Nach dem Treffen in der Botschaft fuhr Sarkozy zurück zum Merrion Square für einen kurzen Austausch mit Cowen mit anschließender Pressekonferenz, bevor er die Heimreise antrat. Zwar räumte Frankreichs Präsident bei dieser Gelegenheit ein, daß eine zweite Volksbefragung in Irland vor Ende des Jahres keinen Sinn machen würde, dennoch ließ er durchblicken, daß er von Dublin bis zum Treffen der EU-Regierungchefs im Oktober einen Vorschlag erwarte, wie der Ratifizierungsprozeß zum Abschluß gebracht werden könne. Zu diesem Zweck lud er Cowen zu einem Besuch im September in Paris ein. Bei diesem Anlaß will sich der französische Präsident über die Lösungskonzepte Dublins informieren, vermutlich um daran mit feilen zu können.

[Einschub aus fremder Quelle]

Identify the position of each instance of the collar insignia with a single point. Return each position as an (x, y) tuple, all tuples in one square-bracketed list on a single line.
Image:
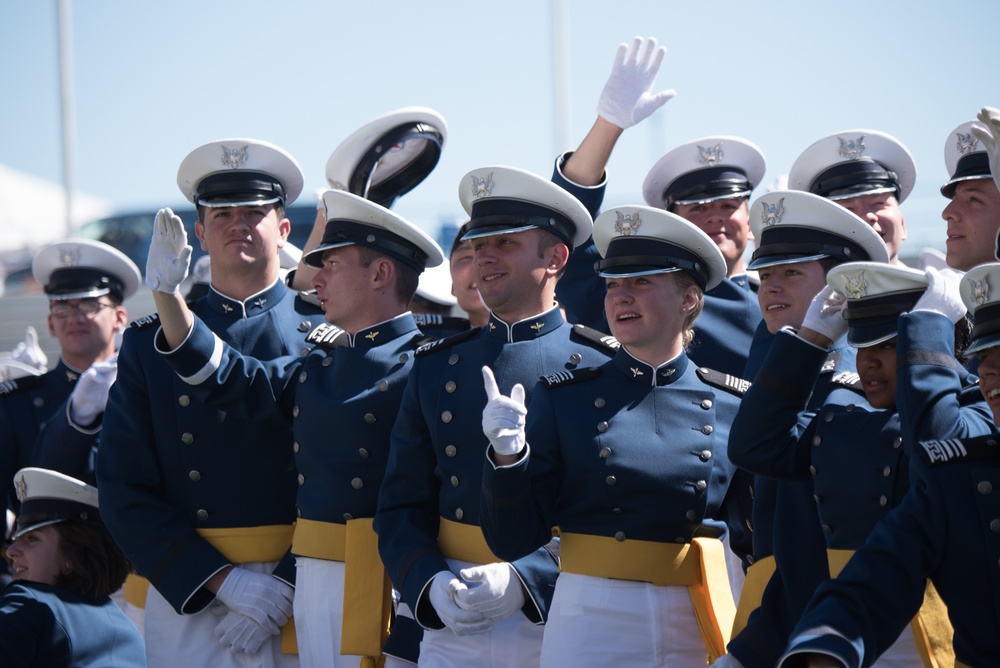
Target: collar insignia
[(980, 290), (234, 158), (710, 156), (966, 144), (482, 187), (772, 213), (852, 149), (856, 287), (627, 224)]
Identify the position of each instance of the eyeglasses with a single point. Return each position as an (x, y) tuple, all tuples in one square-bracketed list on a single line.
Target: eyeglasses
[(88, 308)]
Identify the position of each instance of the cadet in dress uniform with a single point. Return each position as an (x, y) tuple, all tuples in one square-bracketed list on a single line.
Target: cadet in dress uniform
[(867, 172), (369, 260), (796, 248), (946, 530), (57, 612), (522, 228), (86, 282), (640, 488), (189, 491), (856, 455)]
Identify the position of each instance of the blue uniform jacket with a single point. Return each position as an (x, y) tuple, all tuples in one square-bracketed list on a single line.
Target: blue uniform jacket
[(26, 405), (168, 465), (341, 401), (623, 450), (47, 626), (437, 447), (947, 529)]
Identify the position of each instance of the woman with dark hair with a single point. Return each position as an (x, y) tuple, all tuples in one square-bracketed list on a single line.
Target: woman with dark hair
[(57, 610)]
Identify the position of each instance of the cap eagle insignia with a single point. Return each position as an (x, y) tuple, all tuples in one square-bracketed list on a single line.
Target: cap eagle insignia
[(627, 224), (482, 187), (852, 149), (772, 213), (234, 158), (710, 156)]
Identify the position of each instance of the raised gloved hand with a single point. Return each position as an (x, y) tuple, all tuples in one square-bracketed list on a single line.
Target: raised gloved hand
[(29, 352), (499, 594), (826, 314), (443, 590), (262, 598), (942, 294), (90, 395), (503, 417), (627, 97), (240, 634), (169, 253)]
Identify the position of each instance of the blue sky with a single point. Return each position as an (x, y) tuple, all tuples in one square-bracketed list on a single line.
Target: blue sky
[(153, 80)]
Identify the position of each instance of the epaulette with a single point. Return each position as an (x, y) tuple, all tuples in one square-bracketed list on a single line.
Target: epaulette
[(16, 385), (733, 384), (570, 377), (936, 453), (849, 379), (831, 361), (146, 321), (328, 336), (446, 342), (603, 340)]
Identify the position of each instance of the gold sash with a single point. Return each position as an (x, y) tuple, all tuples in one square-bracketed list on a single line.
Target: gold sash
[(758, 575), (700, 566), (932, 631)]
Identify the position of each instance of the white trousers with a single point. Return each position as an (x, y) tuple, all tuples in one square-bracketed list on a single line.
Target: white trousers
[(186, 641), (602, 622)]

Sarkozy schwebt vor, daß eine zweite Volksbefragung zum Lissabon-Vertrag in Irland zeitgleich mit den Wahlen zum EU-Parlament, die für den kommenden Juni geplant sind, stattfindet. Die Regierung in Dublin hält ein solches Datum angesichts der Stimmung im Volk, das bis heute die Tatsache auskostet, der eigenen politischen Führung sowie der der gesamten EU getrotzt zu haben, für verfrüht. Des weiteren hat das Nein der Iren zum EU-Reformvertrag die Pläne für die Parlamentswahlen im Juni durcheinandergebracht. Wäre alles nach Plan gelaufen, würden die EU-Bürger über die Sitzverteilung in einem neuen erweiterten Parlament abstimmen. Weil aber wegen der fehlenden Ratifizierung aus Irland der Vertrag von Lissabon bis dahin nicht in Kraft treten kann, werden die Wahlen nach dem im Vertrag von Nizza vorgesehenen, längst als überholt geltenden Modus durchgeführt werden müssen, was wiederum zu einem rechtlichen Durcheinander führen dürfte, was den Zuschnitt der Wahlbezirke und die Aufteilung der Sitze pro Land betrifft.